DISQUS

John's Blog: microsoft & silverlight

  • Fred · 2 years ago
    Nicely written. Keep in mind though, what you call the "wrong war" is clearly the "right war" from Microsoft's POV. I remember Redmond woeing when Google bought Doubleclick, because it may create an internet monopoly of sorts. But Microsoft doesn't mind monopolies per se -- it only minds the ones that are not theirs. So them trying to push people into yet another proprietary solution isn't so surprising after all.
  • John · 2 years ago
    Hi Fred -- that's my exact point, actually -- that it looks like the right thing for them to do, but I think they will have difficulty with this path, and could have done better by aligning in a way that they hadn't before.
  • Brent · 2 years ago
    From my experience, Flash apps tend to look really good: rich, pleasant, and compelling. (I expect Silverlight apps to look and feel at least as good). On the other hand possibly EVERY web app I’ve come across using the web standards you mention (DHTML, CSS, etc…) just look and feel terrible. I use web apps all the time, just because they’re so convenient (usable from every computer), and tend to be FREE, but, dang, they look like crap when compared side-by-side with anything done in Flash or any standard desktop app. (I’ve blogged about side-by-side experiment recently at http://lastcomputer.blogspot.com/2007/05/browse...)

    You talk about the relative failure of Java and attribute that failure to Java being a closed system for so long. But Java applications also tend to look just plain terrible, even worse than most web apps, and I think that is the primary reason we don’t see many java applets these days. The problem isn’t open/standard-vs-proprietary, it’s correct technology versus wrong technology.

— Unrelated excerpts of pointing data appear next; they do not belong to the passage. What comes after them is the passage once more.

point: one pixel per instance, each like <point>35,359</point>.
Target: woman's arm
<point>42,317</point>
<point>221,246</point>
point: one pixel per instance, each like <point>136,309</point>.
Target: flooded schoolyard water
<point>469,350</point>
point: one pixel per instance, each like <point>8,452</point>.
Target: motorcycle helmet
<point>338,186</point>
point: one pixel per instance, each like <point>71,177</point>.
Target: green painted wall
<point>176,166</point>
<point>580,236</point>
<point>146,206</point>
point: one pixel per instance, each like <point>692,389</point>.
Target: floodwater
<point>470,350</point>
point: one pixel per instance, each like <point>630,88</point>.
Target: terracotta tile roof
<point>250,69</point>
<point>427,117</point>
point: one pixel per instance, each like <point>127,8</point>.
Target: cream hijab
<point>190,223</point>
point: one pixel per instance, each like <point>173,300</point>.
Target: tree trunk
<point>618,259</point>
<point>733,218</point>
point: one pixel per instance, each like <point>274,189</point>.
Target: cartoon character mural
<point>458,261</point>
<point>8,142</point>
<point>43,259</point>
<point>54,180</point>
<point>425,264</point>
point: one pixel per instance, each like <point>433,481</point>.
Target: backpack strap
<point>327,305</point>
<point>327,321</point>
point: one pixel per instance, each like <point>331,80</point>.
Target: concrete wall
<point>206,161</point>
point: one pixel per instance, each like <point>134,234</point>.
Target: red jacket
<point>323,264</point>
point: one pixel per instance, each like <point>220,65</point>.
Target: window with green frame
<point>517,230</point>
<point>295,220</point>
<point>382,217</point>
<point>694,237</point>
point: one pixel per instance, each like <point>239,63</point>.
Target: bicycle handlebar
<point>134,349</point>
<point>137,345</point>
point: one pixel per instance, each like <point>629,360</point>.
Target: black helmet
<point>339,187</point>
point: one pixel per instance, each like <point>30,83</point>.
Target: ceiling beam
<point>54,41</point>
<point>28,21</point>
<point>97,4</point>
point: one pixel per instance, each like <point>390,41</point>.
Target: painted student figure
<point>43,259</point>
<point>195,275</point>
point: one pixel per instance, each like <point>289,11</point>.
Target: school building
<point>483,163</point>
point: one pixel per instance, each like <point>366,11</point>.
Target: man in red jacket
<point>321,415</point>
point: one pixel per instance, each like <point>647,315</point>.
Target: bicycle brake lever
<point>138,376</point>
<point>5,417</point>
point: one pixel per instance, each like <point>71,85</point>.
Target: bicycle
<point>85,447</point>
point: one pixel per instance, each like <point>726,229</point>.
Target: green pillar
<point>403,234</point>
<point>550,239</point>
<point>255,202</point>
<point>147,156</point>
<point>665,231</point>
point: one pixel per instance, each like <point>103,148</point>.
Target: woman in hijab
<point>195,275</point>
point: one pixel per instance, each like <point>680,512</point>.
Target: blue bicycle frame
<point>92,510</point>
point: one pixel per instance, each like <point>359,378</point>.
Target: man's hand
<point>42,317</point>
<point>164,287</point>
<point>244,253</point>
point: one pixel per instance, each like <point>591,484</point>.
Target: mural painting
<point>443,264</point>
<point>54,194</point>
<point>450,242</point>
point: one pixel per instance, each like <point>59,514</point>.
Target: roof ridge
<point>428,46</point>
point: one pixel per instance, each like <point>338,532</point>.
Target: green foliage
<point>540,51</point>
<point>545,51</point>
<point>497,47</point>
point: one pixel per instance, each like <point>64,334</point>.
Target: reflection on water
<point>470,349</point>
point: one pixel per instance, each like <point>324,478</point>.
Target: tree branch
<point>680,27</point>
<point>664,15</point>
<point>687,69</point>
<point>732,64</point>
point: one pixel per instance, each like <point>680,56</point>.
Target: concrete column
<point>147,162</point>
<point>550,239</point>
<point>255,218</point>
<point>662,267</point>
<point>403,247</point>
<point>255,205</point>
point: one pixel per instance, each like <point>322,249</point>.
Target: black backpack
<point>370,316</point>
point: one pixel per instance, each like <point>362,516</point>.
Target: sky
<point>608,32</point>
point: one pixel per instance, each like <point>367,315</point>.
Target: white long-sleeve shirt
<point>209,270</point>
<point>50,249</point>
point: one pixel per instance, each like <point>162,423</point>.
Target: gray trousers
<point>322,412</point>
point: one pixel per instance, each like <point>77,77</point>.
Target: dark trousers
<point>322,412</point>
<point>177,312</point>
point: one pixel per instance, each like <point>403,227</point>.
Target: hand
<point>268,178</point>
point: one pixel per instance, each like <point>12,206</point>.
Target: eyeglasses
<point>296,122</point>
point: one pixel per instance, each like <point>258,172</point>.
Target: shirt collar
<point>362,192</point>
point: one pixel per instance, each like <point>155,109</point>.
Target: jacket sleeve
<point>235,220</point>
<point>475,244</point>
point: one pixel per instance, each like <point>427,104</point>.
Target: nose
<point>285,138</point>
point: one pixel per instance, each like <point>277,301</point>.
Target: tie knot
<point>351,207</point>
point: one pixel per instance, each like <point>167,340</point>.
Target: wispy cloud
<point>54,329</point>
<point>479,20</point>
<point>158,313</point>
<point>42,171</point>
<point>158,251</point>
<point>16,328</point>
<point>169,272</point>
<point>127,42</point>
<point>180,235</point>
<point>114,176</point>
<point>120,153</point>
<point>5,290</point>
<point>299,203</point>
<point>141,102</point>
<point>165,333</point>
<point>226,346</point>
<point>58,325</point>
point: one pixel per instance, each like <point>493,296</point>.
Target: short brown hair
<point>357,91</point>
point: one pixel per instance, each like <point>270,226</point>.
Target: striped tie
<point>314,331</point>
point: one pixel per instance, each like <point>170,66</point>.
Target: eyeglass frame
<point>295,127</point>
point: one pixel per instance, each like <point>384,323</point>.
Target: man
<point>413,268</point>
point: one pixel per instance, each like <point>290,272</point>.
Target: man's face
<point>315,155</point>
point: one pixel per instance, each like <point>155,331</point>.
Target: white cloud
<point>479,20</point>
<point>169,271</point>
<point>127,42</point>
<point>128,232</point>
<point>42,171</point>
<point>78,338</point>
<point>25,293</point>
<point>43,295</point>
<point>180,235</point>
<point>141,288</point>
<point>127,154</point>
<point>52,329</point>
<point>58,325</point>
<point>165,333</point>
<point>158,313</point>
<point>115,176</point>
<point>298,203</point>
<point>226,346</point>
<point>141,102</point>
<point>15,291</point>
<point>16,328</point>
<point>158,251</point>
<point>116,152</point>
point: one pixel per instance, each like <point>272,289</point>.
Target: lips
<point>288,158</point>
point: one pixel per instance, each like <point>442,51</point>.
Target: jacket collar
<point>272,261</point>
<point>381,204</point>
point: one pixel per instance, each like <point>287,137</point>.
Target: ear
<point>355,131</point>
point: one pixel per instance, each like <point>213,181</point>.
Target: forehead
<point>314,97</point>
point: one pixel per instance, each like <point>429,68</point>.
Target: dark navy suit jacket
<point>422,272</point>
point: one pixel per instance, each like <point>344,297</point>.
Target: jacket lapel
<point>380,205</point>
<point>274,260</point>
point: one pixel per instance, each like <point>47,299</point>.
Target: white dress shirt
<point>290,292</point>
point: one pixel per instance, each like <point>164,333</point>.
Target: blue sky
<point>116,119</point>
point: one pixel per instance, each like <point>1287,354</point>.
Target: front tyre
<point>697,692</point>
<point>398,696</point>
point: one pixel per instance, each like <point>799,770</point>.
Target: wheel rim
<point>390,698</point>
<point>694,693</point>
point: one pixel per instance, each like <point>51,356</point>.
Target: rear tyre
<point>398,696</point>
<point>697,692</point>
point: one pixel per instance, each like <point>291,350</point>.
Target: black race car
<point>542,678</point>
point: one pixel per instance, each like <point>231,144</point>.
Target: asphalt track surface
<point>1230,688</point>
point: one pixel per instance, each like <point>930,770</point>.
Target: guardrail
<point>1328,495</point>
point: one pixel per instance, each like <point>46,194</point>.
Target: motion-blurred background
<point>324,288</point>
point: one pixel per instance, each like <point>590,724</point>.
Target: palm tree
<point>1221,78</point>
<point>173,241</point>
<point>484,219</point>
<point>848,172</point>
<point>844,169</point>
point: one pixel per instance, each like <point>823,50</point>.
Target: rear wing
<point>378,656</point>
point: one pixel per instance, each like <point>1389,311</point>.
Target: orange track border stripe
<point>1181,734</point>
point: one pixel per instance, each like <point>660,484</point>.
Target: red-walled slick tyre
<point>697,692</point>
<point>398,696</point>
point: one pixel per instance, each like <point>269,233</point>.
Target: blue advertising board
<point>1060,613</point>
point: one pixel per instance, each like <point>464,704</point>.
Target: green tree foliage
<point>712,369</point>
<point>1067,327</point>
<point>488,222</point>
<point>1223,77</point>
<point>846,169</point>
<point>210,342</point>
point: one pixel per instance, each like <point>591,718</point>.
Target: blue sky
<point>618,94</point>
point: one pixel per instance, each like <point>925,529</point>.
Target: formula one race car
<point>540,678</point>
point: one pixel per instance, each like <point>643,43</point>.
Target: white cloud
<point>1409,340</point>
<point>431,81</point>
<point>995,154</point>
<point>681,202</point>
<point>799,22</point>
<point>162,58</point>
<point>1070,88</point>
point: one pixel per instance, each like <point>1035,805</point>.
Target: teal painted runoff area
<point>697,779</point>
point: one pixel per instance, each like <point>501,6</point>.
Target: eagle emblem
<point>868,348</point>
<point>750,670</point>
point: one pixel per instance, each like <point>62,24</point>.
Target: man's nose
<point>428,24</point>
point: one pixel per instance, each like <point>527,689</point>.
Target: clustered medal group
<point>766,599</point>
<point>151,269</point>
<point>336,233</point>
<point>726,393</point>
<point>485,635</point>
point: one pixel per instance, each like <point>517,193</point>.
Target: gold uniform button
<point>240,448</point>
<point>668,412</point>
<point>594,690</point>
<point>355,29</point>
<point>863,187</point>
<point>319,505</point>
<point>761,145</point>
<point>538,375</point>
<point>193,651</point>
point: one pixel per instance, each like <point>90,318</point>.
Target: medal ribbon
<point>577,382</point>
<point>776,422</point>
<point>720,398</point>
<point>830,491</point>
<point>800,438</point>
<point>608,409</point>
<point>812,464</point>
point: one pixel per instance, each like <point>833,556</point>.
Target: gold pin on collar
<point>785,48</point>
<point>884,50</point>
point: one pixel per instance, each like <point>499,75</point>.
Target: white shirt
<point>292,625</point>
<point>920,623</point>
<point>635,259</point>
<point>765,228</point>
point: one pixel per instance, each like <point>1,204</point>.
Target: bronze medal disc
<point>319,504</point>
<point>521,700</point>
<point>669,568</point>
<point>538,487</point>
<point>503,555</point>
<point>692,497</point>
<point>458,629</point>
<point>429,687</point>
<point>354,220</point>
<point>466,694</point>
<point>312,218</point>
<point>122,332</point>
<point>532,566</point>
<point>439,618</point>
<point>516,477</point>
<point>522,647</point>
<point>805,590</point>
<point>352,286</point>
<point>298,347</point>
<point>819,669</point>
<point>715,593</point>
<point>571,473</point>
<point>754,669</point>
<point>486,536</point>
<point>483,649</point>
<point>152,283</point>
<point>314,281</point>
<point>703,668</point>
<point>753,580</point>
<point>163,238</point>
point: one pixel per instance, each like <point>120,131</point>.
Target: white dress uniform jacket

    Could it be that the web-app standards are just the wrong technology for making rich, pleasant, compelling applications?
  • John · 2 years ago
    brent: maybe you're right; it's of course possible. i come from a UI background a while back, and think that both web applications and, generally, open source software have challenges in putting together really compelling user interfaces -- in the former case because (I think) of tooling, in the latter case (I think) because of the committee-like nature of OSS development.

    all that i'm saying here is that there are many virtuous effects of an open, non-proprietary ecosystem, and that Microsoft could have used it's huge tooling advantage to build a platform that will benefit from everyone in the world working on it. it would be asymmetric to what Adobe could do with Flash (without opening it), instead of strength-on-strength.

    i don't buy all your arguments in the "side-by-side experiment" post -- i think that at a root level, it's all just software, and there's nothing that's inherent in HTML & CSS that precludes a compelling user experience.

    i will say, also, that the way something looks is quite different from how usable & useful it is, and i think that it's manifestly obvious right now that the utility of web apps is growing by leaps & bounds every single day, irrespective of how they look.

    anyway, we'll see. my only point here that i was really making is that Microsoft had the opportunity to side with the open web against Flash and take advantage of their tooling superiority, but missed the chance, possibly because they line up with your line of reasoning here. completely reasonable; we'll see what happens.